Colic typically lasts until 3 to 4 months of age, though some babies continue to have symptoms until 6 months. The condition most commonly begins between the second and fourth weeks of life, peaks in intensity around six weeks, and then gradually improves. About one in five babies develops colic, and while it can feel endless in the moment, it is temporary and resolves on its own in nearly all cases.
The Typical Colic Timeline
Colic follows a fairly predictable arc. It tends to appear in the first six weeks of life, with most parents noticing the pattern start between weeks two and four. Crying intensity peaks around the six-week mark, which is often when parents feel the most overwhelmed and start seeking answers.
From that peak, symptoms gradually taper. Most babies are significantly better by 3 months. For a smaller group, colicky crying stretches to 4, 5, or even 6 months before it finally stops. By 6 months, the vast majority of colicky babies have outgrown the condition entirely. If intense, inconsolable crying continues beyond 6 months, something other than colic is likely going on, and it’s worth a closer look from your pediatrician.
What Colic Actually Looks Like
Colic is defined by the “Rule of Three”: crying for more than 3 hours a day, at least 3 days a week, for at least 3 weeks, in an otherwise healthy baby. The crying is inconsolable, meaning nothing you do seems to help. Babies often scream, extend or pull up their legs, and pass gas. Episodes tend to be worse in the evening and night, and they usually don’t have an obvious trigger like hunger or a dirty diaper.
The key feature that separates colic from a medical problem is that colicky babies are otherwise thriving. They eat normally, gain weight on track, and between episodes they seem perfectly fine. Colic affects 10 to 30 percent of infants worldwide, so while it can feel isolating, it’s extremely common.
Why Colic Happens
There’s no single, definitive cause. The current understanding is that colic is a gut-brain condition, meaning it involves both the digestive system and the developing nervous system. Colicky babies show signs of low-grade inflammation throughout the body, and specific types of gut bacteria have been linked to colic severity. Researchers have found that the composition of an infant’s gut bacteria can predict further crying at four weeks with up to 65 percent accuracy.
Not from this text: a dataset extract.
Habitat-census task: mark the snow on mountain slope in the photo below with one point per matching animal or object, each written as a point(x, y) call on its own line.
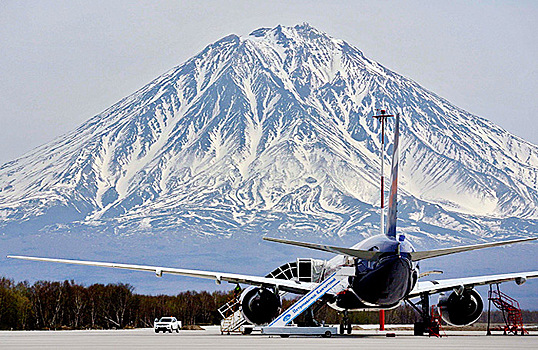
point(272, 132)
The broader picture is that a newborn’s digestive tract and nervous system are still maturing. Some babies seem to have a harder time processing that transition, leading to discomfort and prolonged crying. This is also why the condition resolves on its own as the baby’s body catches up developmentally.
What Can Shorten Crying Time
No treatment makes colic disappear overnight, but some approaches can take the edge off. A specific probiotic strain has shown the most promising results in clinical trials. In a meta-analysis of four trials involving 345 infants, babies given the probiotic cried about 25 fewer minutes per day compared to those given a placebo by day 21. They were also nearly twice as likely to show meaningful improvement. However, this benefit was dramatic only in breastfed infants and insignificant in formula-fed babies. If you’re breastfeeding and interested in trying a probiotic, your pediatrician can point you to the right one.
Dietary changes can also help in some cases, though less than 5 percent of colicky crying is caused by food sensitivity. If you’re nursing, eliminating one potential irritant at a time from your diet (dairy, caffeine, onions, or cabbage are common culprits) and waiting about two weeks gives you a fair test of whether it makes a difference. For formula-fed babies, switching to a hydrolyzed protein formula occasionally helps, sometimes within a few days.
Practical soothing strategies still matter even when they don’t stop the crying completely. Swaddling, white noise, gentle motion, and skin-to-skin contact can all reduce the intensity. Spacing feedings at least 2 to 2.5 hours apart from the start of one to the start of the next may also help some babies.
Colic vs. Reflux
One of the most common questions parents have is whether the crying is colic or reflux. The distinction matters because reflux sometimes needs treatment, while colic does not. With colic, crying episodes tend to be random, worse at night, and not connected to feeding. The baby eats normally and gains weight on schedule.
Reflux looks different. Babies with reflux cry and arch their backs during or right after feeding. They may spit up more forcefully or frequently, refuse to eat, wheeze or cough during feeds, or gain weight slowly. If the crying is clustered around mealtimes and your baby seems uncomfortable eating, that pattern points more toward reflux than colic.
The Toll on Parents
Colic’s timeline matters not just for the baby but for the adults trying to survive it. Research published in Pediatrics found that mothers whose infants cried inconsolably for more than 20 minutes a day had four times the odds of scoring in the range for depressive symptoms. Even meeting the broader definition of colic doubled a mother’s risk. These numbers make it clear that colic is a family-level challenge, not just an infant one.
Knowing the timeline helps. If your baby is around six weeks old and the crying is at its worst, you’re likely at or near the peak. That doesn’t make the next few weeks easy, but it means the hardest part is already here, and it gets better from this point forward. Taking breaks, accepting help, and recognizing that the crying is not a reflection of your parenting are all part of getting through it.